Emotion Coaching (EC) was originally developed as a parenting style clinically observed in the USA, which supports children’s emotional self-regulation, social skills, physical health and academic success. EC has been adapted to be used within educational settings and widely delivered both independently and integrated within larger scale projects. Evaluations of related implementations show evidence of promise (see below), although, to date, no UK randomised controlled trial (RCT) has been conducted for this intervention.

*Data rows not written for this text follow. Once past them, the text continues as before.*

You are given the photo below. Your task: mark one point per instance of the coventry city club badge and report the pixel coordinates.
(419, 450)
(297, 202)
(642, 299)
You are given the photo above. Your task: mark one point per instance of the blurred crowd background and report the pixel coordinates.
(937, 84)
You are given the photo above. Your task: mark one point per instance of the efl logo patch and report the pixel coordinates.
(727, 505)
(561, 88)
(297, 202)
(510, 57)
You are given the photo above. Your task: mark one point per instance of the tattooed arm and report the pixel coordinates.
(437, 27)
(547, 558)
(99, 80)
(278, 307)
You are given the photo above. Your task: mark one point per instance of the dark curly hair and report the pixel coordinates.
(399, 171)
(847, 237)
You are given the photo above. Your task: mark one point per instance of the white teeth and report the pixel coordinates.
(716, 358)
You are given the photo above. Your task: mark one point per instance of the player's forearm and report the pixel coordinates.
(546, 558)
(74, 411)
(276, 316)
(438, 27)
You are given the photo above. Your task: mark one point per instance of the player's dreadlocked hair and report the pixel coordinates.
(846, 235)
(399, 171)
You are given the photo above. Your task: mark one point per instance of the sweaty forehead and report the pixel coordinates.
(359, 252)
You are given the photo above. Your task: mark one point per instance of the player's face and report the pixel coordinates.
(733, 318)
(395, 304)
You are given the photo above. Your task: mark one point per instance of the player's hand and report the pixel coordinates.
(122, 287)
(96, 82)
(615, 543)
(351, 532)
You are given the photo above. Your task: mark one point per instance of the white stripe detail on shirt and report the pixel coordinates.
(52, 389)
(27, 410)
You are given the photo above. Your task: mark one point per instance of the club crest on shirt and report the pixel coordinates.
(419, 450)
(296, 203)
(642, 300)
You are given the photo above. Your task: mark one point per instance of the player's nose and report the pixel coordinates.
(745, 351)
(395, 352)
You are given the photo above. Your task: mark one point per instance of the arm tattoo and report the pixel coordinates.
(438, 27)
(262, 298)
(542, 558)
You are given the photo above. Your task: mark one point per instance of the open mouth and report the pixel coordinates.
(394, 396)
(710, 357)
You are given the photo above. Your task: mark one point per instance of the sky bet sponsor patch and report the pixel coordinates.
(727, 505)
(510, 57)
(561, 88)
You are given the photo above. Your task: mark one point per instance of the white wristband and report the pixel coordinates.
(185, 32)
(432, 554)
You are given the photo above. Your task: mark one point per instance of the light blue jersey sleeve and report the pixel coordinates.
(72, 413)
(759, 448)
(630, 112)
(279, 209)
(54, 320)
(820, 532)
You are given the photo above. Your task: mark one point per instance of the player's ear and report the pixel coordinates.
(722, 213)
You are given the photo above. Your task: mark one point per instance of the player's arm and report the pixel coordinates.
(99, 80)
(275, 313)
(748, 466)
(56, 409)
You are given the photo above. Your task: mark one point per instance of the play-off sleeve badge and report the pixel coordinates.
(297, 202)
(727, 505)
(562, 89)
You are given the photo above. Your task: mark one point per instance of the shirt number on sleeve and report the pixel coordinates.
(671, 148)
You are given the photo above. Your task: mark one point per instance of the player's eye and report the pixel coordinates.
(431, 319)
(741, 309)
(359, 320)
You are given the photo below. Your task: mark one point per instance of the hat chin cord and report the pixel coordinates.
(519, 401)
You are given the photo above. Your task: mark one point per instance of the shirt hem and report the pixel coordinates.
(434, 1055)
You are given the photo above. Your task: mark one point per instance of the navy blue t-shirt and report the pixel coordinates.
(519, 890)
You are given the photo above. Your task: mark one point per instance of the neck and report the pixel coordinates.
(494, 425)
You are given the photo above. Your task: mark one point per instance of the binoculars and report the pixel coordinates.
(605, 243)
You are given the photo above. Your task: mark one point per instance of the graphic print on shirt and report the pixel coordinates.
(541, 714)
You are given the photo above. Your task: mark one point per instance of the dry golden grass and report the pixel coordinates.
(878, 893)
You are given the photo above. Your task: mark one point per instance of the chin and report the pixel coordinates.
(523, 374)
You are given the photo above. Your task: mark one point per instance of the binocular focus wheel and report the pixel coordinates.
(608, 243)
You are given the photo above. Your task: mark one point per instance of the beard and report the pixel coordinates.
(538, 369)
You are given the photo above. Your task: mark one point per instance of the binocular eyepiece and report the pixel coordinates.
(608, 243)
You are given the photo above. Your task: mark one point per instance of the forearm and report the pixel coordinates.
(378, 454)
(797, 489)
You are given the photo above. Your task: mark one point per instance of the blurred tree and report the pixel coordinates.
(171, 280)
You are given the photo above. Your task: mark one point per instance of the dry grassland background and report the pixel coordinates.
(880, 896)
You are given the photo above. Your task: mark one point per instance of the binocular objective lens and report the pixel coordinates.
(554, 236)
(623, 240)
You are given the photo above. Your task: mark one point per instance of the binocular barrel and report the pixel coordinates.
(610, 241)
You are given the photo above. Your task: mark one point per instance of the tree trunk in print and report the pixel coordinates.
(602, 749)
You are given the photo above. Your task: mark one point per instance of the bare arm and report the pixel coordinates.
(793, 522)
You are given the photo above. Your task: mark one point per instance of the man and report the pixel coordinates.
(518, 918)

A mixed-method pilot study in a rural disadvantaged area in England sought to evaluate the effectiveness of training practitioners to apply emotion coaching strategies in professional contexts, particularly during emotionally intensive and behavioural incidents. The study found a perceived reduction in staff’s emotion dismissing and increases in positive acknowledgement of children’s emotions, improved professional practice and adult self-regulation and developments in children’s self-regulation and behaviour. The research is the first pilot in the UK that builds on and complements similar work being undertaken in the USA and Australia.

Two mixed-methods studies (The Attachment Aware Schools Project with children aged 4 – 15, and The Alex Timpson Schools Programme with primary and secondary-aged pupils) highlighted the usefulness of EC as the universal provision supporting the needs of children in care, who may have attachment difficulties and/​or experienced early childhood trauma. Both projects highlighted: perceived increases in child wellbeing, a decrease in sanctions and exclusions, improved attendance, engagement and learning as well as self-reported increases in staff professional practice, improved confidence and efficacy to support vulnerable pupils and improved staff self-regulation.

This project will be evaluated by NatCen through a randomised controlled trial, randomised at nursery level. This means that settings that sign up are randomly assigned to one of two groups: the Emotion Coaching group, who implement the programme being tested; or the comparison group, where practice continues as normal. This is the best way to find out the impact of the programme being tested. As they do not receive the intervention, the comparison group receives a payment for taking part in testing.

The evaluation will be an efficacy trial, meaning it will assess the impact of Emotion Coaching on children’s self-regulation over a five month period. An Implementation and Process evaluation will be conducted alongside the Impact evaluation to explore how schools implement the programme and perceptions of Emotion Coaching.

The evaluation report will be published in Autumn 2026. An addendum report including longitudinal follow-up results will be published in Autumn 2028.